According to functionalism, a mental state such as a pain is characterized by its causal roles. But if one physical state plays the causal role of pain, so do many others and so the characterization fails. For instance, if neural state N plays the causal role of pain in me, so does the conjunction of N with my having blue eyes. One could require minimality of the state, but that won't help. First, plausibly, there is no minimal state that plays the role: if a state plays it, so does that state minus a particle. Second, even if there is one, it is very unlikely to be unique. There is likely to be redundancy, and there will be many ways of getting rid of redundancy.

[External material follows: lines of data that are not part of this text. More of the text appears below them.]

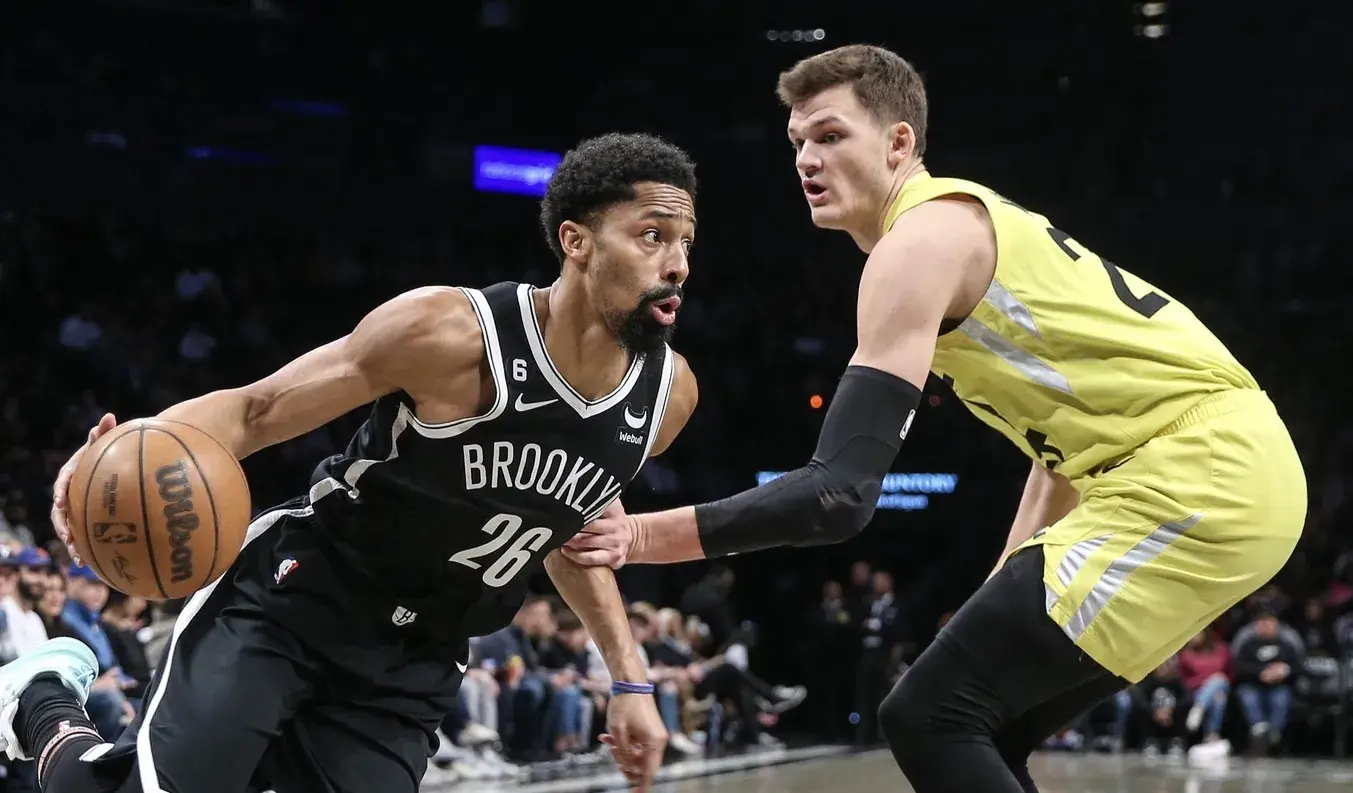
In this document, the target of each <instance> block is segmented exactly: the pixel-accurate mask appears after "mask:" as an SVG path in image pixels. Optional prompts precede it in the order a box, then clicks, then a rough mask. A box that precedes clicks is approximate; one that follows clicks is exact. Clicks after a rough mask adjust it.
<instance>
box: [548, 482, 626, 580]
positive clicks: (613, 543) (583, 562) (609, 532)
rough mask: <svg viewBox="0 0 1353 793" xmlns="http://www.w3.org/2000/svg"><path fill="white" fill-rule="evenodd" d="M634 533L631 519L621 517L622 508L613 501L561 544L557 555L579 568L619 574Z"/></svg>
mask: <svg viewBox="0 0 1353 793" xmlns="http://www.w3.org/2000/svg"><path fill="white" fill-rule="evenodd" d="M635 533H636V532H635V518H632V517H629V516H628V514H625V506H624V505H621V503H620V499H618V498H617V499H616V501H613V502H612V505H610V506H607V507H606V512H603V513H601V517H599V518H597V520H594V521H593V522H590V524H587V525H586V526H583V530H582V532H579V533H578V535H575V536H574V539H571V540H568V541H567V543H564V547H563V549H561V551H563V553H564V558H566V559H568V560H571V562H576V563H578V564H582V566H583V567H610V568H612V570H620V568H621V567H624V564H625V562H628V560H629V551H630V549H632V548H633V547H635Z"/></svg>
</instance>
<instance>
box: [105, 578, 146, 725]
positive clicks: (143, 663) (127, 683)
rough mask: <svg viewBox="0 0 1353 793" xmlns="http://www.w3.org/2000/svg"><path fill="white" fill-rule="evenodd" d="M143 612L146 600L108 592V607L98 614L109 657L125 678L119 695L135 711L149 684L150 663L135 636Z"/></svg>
mask: <svg viewBox="0 0 1353 793" xmlns="http://www.w3.org/2000/svg"><path fill="white" fill-rule="evenodd" d="M145 613H146V598H142V597H137V595H126V594H122V593H120V591H110V593H108V604H107V605H106V606H104V608H103V612H101V613H100V614H99V618H100V621H101V624H103V631H104V633H107V636H108V643H110V644H111V645H112V656H114V659H116V663H118V667H119V669H120V670H122V673H123V675H124V678H126V681H124V687H123V694H124V696H126V697H127V701H129V702H131V706H133V709H135V710H139V709H141V698H142V696H143V694H145V690H146V686H149V685H150V660H149V659H147V658H146V647H145V644H142V643H141V637H139V635H138V633H139V631H141V629H142V628H145Z"/></svg>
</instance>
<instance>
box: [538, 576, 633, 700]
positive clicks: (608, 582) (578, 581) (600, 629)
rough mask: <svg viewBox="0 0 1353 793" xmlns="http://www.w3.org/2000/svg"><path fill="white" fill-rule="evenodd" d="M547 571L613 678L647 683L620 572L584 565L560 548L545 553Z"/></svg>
mask: <svg viewBox="0 0 1353 793" xmlns="http://www.w3.org/2000/svg"><path fill="white" fill-rule="evenodd" d="M545 572H548V574H549V581H552V582H553V583H555V589H557V590H559V595H560V597H563V598H564V602H566V604H568V608H570V609H572V610H574V613H575V614H578V618H579V620H582V622H583V628H586V629H587V635H589V636H591V640H593V641H595V643H597V650H599V651H601V656H602V659H603V660H605V662H606V669H607V670H610V678H612V679H613V681H621V682H630V683H647V682H648V669H647V667H645V666H644V662H643V659H640V658H639V650H637V647H636V644H635V633H633V632H632V631H630V629H629V617H628V616H626V614H625V601H624V599H622V598H621V597H620V587H618V586H617V585H616V574H614V572H612V571H610V570H607V568H605V567H583V566H580V564H578V563H576V562H571V560H568V559H566V558H564V556H563V555H561V553H560V552H559V551H555V552H553V553H551V555H549V556H545Z"/></svg>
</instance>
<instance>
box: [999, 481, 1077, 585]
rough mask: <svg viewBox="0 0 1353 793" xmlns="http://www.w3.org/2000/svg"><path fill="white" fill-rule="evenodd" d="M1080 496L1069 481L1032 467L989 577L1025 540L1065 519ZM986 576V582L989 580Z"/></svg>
mask: <svg viewBox="0 0 1353 793" xmlns="http://www.w3.org/2000/svg"><path fill="white" fill-rule="evenodd" d="M1080 499H1081V497H1080V494H1078V493H1076V489H1074V487H1072V482H1070V479H1068V478H1066V476H1062V475H1061V474H1058V472H1057V471H1050V470H1047V468H1045V467H1043V464H1042V463H1034V464H1032V467H1031V468H1030V472H1028V480H1027V482H1024V494H1023V495H1022V497H1020V499H1019V509H1017V510H1016V512H1015V521H1013V522H1012V524H1011V533H1009V536H1007V537H1005V549H1004V551H1001V558H1000V559H999V560H997V562H996V567H994V568H992V572H990V575H996V572H997V571H999V570H1000V568H1001V567H1004V566H1005V559H1007V558H1008V556H1009V555H1011V553H1012V552H1013V551H1015V548H1019V547H1020V545H1023V544H1024V541H1026V540H1028V539H1030V537H1032V536H1034V535H1036V533H1038V532H1039V529H1046V528H1047V526H1050V525H1053V524H1055V522H1057V521H1059V520H1062V518H1063V517H1066V514H1068V513H1069V512H1072V510H1073V509H1076V505H1077V503H1080ZM990 575H989V576H988V578H990Z"/></svg>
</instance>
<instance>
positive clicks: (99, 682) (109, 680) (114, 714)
mask: <svg viewBox="0 0 1353 793" xmlns="http://www.w3.org/2000/svg"><path fill="white" fill-rule="evenodd" d="M66 579H68V583H66V599H65V605H64V606H62V609H61V617H60V621H61V622H62V624H64V625H65V628H66V635H68V636H72V637H74V639H78V640H80V641H84V643H85V644H87V645H89V650H93V655H95V658H97V659H99V679H97V681H96V682H95V690H93V692H91V693H89V700H88V702H85V710H88V712H89V720H91V721H93V723H95V727H97V728H99V735H101V736H103V738H104V739H106V740H114V739H115V738H116V736H118V735H120V733H122V728H123V727H124V725H126V724H127V723H129V721H131V719H134V717H135V709H134V708H133V706H131V702H130V701H129V700H127V697H126V694H124V692H126V690H127V689H133V690H134V689H137V686H138V683H137V681H135V679H133V678H131V677H129V675H127V674H124V673H123V671H122V667H120V666H119V664H118V656H116V655H115V654H114V651H112V641H111V640H110V639H108V633H107V632H106V631H104V629H103V624H101V621H100V614H101V613H103V608H104V606H106V605H107V604H108V591H110V590H108V585H107V583H104V582H103V581H101V579H100V578H99V576H97V575H96V574H95V571H93V570H91V568H89V567H85V566H77V564H72V566H70V567H69V568H68V570H66ZM55 589H57V587H55V586H53V587H51V589H50V590H49V591H54V590H55Z"/></svg>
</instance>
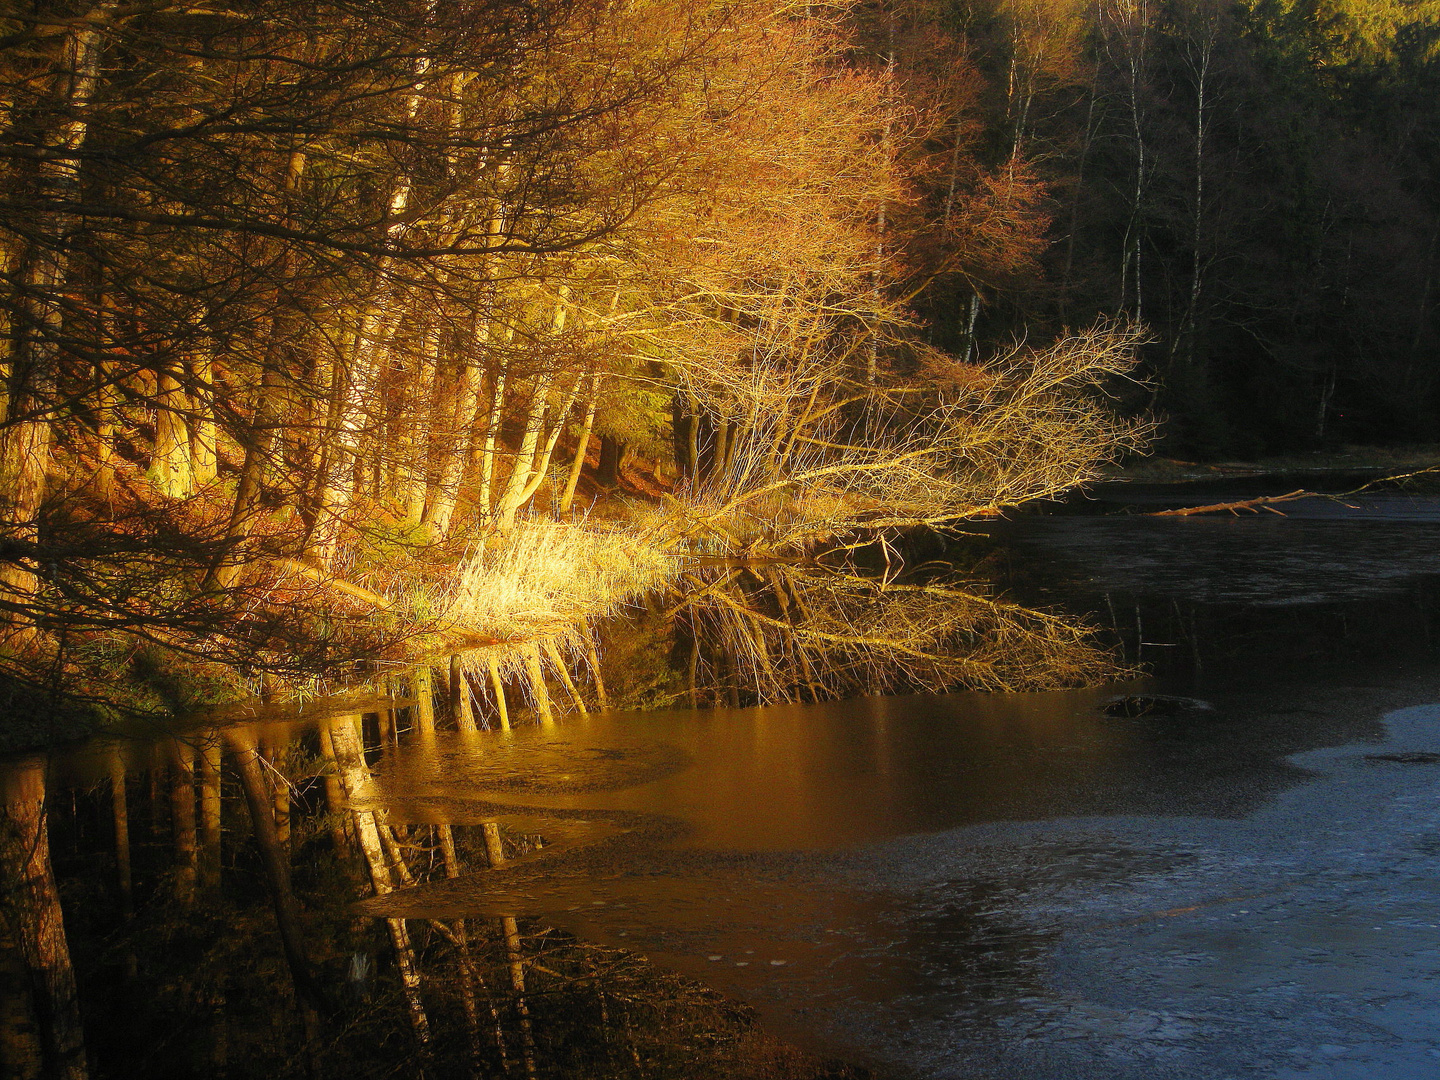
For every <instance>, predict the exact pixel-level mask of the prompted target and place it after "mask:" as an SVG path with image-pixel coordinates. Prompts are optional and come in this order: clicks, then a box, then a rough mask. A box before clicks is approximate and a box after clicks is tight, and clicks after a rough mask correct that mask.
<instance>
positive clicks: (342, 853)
mask: <svg viewBox="0 0 1440 1080" xmlns="http://www.w3.org/2000/svg"><path fill="white" fill-rule="evenodd" d="M320 753H321V756H323V757H324V759H325V763H327V765H328V768H327V769H325V779H324V783H325V818H327V819H328V828H330V847H331V850H333V851H334V852H336V858H337V860H338V861H340V865H341V868H343V870H344V874H346V877H347V878H350V880H351V881H354V883H357V884H359V881H360V878H359V876H357V873H356V867H354V863H353V861H351V858H350V851H351V848H350V838H348V837H347V835H346V799H344V793H343V791H341V786H340V772H338V766H337V765H336V747H334V744H333V743H331V740H330V724H320Z"/></svg>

The solution to this problem in the spirit of Lewisian functionalism is to restrict one's quantifiers to natural states. There are two ways of doing this. First, we could restrict the quantifiers to states which are sufficiently natural, whose degree of unnaturalness is below some threshold. (An obvious way to measure unnaturalness is to measure the length of the shortest linguistic expression taht expresses the state in terms that are perfectly natural.) But this is unlikely to work. If mental states have degreed unnaturalness, presumably there will be a lot of variation in the degree of unnaturalness. Some mental states will, for instance fall far below the threshold. Those states could then be made slightly more complicated while still staying below the threshold, so once again we would have a problem.
So we better restrict quantifiers to perfectly natural states, at least in the case of the basic mental states (or maybe protomental states—I won't distinguish these) out of which more complex ones are built. Thus we have our first conclusion:
- If functionalism is true, basic mental states are perfectly natural.
- If functionalism is true, a purely physical computer has no basic mental states, and hence no mental states.
What about organisms? Well, if organisms are purely physical, then their mental states will be biological states (subject to evolution and the like). So:
- If functionalism is true, then some of the biological states of a minded purely physical organism are perfectly natural.
- Functionalism implies that all minded organisms have non-physical states (dualism) or some minded organisms have perfectly natural biological states (antireductionism) (or both).
Moreover, functionalism is the only tenable version of physicalism (I say). Thus:
- Physicalism implies biological antireductionism.